PostgreSQL可通过pg_ctl start -D pgdata启动节点,我们看一下主节点启动流程。为了便于调试,我们以postgres -D pgdata命令启动数据库并进行调试分析。
启动主流程
我们分析一下启动的时候,需要做那些工作,数据库启动时,需要先判断版本是否兼容,pg_control文件是否存在,也就是说要判断一些启动的必要条件是否满足。然后启动日志,startup等进程。 在接受客户端连接之前,需要先启动startup进程,进行故障恢复,这是因为系统关闭的时候,不一定是正常关闭的,可能是因为故障而退出,退出的时候,内存中的脏页不一定被刷入磁盘中,这时候就需要启动startup进程,对WAL日志进行回放,回放完后,再进入ServerLoop,接受客户端的连接并处理SQL请求。
// main.c postgres进程主入口
main()
--> MemoryContextInit() // 初始化内存上下文: TopMemoryContext、ErrorContext
--> PostmasterMain(argc, argv); // Postmaster main entry point
--> pqsignal_pm(SIGCHLD, reaper); /* handle child termination */ // 注册信号处理函数
--> checkDataDir(); // 检查数据目录
--> ValidatePgVersion(DataDir); // 检查PG_VERSION文件,PG实例版本是否与程序兼容
--> checkControlFile(); // 检查pg_control文件
--> CreateDataDirLockFile(true); // 创建postmaster.pid文件
--> LocalProcessControlFile(false); // 读pg_control,到ControlFileData中
--> ReadControlFile();
--> process_shared_preload_libraries(); // 加载插件
--> load_libraries(shared_preload_libraries_string, "shared_preload_libraries", false);
--> load_file(filename, restricted);
--> internal_load_library(fullname);
--> SysLogger_Start(); // 启动日志进程 logger
--> RemovePgTempFiles();
--> pgstat_init();
--> autovac_init();
--> load_hba()
--> StartupDataBase(); // 启动startup进程 StartChildProcess
--> AuxiliaryProcessMain(ac, av);
--> StartupProcessMain()
--> StartupXLOG();
--> maybe_start_bgworkers();
--> ServerLoop();
for(;;)
{
// #define PG_SETMASK(mask) sigprocmask(SIG_SETMASK, mask, NULL)

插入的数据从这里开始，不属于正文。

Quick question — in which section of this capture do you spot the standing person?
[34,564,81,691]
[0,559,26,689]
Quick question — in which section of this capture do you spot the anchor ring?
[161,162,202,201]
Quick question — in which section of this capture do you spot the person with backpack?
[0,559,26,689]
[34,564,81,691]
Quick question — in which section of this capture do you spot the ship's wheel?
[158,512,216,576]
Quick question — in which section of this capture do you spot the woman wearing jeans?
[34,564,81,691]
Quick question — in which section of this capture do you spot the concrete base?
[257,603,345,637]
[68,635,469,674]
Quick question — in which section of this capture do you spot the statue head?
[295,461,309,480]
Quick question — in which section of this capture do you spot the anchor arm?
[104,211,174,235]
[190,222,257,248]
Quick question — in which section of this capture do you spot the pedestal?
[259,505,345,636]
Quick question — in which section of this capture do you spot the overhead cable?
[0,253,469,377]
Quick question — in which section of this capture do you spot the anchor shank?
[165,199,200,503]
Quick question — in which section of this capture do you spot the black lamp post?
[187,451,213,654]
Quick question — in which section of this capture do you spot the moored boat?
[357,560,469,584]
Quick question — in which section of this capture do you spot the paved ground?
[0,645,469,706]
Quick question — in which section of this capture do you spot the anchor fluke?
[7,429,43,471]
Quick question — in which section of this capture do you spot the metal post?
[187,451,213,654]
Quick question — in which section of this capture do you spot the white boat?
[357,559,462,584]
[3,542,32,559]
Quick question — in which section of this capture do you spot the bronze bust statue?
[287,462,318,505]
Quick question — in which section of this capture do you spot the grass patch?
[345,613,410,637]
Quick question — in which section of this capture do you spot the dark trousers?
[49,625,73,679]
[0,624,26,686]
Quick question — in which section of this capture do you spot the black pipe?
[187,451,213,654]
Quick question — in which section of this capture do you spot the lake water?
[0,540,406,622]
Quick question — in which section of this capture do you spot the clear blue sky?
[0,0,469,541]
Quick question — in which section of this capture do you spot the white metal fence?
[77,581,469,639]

// UnBlockSig is the set of signals to block when we don't want to block signals.
PG_SETMASK(&UnBlockSig); // 设置/解除阻塞信号, 触发reaper,创建checkpointer, bgwriter,walwriter进程
// 等待客户端连接
selres = select(nSockets, &rmask, NULL, NULL, &timeout);
ConnCreate(ListenSocket[i]);
BackendStartup(port);
--> canAcceptConnections(BACKEND_TYPE_NORMAL);
--> BackendRun(port);
--> PostgresMain(ac, av, port->database_name, port->user_name);
--> InitPostgres(dbname, InvalidOid, username, InvalidOid, NULL, false);
for (;;)
{
ReadCommand(&input_message);
// SQL 解析,优化,执行
// exec_simple_query(query_string);
}
}
startup进程
startup进程启动的几种情况:
- 数据库启动的时候,进行故障恢复
- 备机,不断的接收主节点的WAL日志并进行回放
- PITR,回放到指定时间点
可以说,启动阶段,非常重要的一个过程就是故障恢复,这是保障数据库正确性的一个非常关键的点。我们这里分析一下。
startup启动后,依据standby.signal和recovery.signal去判断进入何种状态,如果都不存在,则进行故障恢复,如果standby.signal存在,则表示当前为备机,如果recovery.signal文件存在,则代表当前数据库正在进行的是PITR操作,需根据recovery_target对日志进行回放。
下一个问题就是,从哪里进行回放?即:故障恢复的起点是最近的一次检查点,这个检查点保存在pg_control中,每次创建检查点时都会更新pg_control中的信息。 我们看下面的代码:
StartupProcessMain(void)
--> StartupXLOG();
--> ValidateXLOGDirectoryStructure(); // 检查pg_wal是否存在
--> readRecoverySignalFile(); // 依据standby.signal和recovery.signal是否存在,判断进入何种状态
--> validateRecoveryParameters();
if (read_backup_label(&checkPointLoc, &backupEndRequired, &backupFromStandby))
{
// 如果backup_label文件存在,则表示从备份文件中进行恢复(例如使用pg_basebackup进行备份)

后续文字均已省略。